Hello,
as I learn in this course solving problems requires both coding and prompt engineering skills. And sometimes it is not so easy to create the right prompt and I found out that a prompt in my local notebook on my computer sometimes does something else than in the notebook of the course.
I assume that is because my local notebook works with gpt-35 and the course notebook uses a newer model.
But I am wondering how to deal with that in a business environment. Would it be best practise to not change a model once it runs? Maybe you use a whole set of prompts and it might be very difficult to test and verify whether they are backward-compatible?
Or would you bind a prompt to a model (get_llm_response(prompt, “gpt-4.0-mini”) or get_llm_response(prompt, “*”) with * for the latest model) and use several models in parallel? What are best practices here?
Hi @Jochen_Keilitz,
One of the things that I have realised with prompting and LLMs is that, since this is a fairly new field, models are being updated quite frequently.
So a prompt that was once working as expected with, let’s say, gpt-3.5 a month ago is no longer bringing back the same results. While there could be other reasons for it, one of them can be that since the model got updated, it is behaving differently with the exact same prompt.
In business environment, for which I must mention I don’t have a lot of experience with when it comes to going to production and scaling with LLMs, firstly, you have to keep an eye on monitoring the behaviour of the LLMs from time to time. And yes, sometimes changing the model version will help. Another technique could be have a fixed “system prompt”. If you don’t know what is meant by that, don’t worry, you’ll learn that in the last module.

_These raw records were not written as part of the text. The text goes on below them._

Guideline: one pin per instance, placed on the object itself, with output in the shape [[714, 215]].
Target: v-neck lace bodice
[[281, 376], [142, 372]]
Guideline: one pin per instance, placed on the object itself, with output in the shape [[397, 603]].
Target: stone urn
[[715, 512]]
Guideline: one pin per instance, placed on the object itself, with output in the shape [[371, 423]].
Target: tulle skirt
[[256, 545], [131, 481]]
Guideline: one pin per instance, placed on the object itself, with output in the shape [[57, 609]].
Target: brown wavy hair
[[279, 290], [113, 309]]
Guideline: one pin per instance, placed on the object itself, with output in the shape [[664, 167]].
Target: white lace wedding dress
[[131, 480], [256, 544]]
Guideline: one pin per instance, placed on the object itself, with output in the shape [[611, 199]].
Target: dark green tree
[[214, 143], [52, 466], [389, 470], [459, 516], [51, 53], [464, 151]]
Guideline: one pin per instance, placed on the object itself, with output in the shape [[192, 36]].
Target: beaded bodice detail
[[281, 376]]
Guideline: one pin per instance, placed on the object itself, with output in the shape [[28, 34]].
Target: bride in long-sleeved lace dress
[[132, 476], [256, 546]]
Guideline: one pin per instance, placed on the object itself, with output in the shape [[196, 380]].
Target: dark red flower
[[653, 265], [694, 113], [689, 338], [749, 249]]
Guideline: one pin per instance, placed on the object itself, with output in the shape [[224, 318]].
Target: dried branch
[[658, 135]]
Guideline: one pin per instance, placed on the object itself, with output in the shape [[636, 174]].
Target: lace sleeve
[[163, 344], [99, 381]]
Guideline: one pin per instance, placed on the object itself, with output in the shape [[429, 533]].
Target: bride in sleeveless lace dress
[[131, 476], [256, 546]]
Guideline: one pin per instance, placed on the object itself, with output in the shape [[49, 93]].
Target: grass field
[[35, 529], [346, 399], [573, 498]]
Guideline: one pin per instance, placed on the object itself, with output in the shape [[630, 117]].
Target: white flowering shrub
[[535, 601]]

Other times, caching is used.
Hope this helps,
Mubsi
With every approach there comes pros and cons.
When you say in your company you used gpt-3.5 you had different version of prompt response to the input provided, so not to run a model without a change might provide you a same kind of response you have built your prompt to llm response, but remember llm always tries to improvise it version or it might stick to your prompt response but will the prompt justify if you include a latest version of llm which might include more information, vectors, embeddings
Being said that when it comes to business environment where the prompt is task specific and relies only an agent to agent interaction and where the response might be totally based on how the interface agent reacts, data parallel training does play significance where there are multiple approach used.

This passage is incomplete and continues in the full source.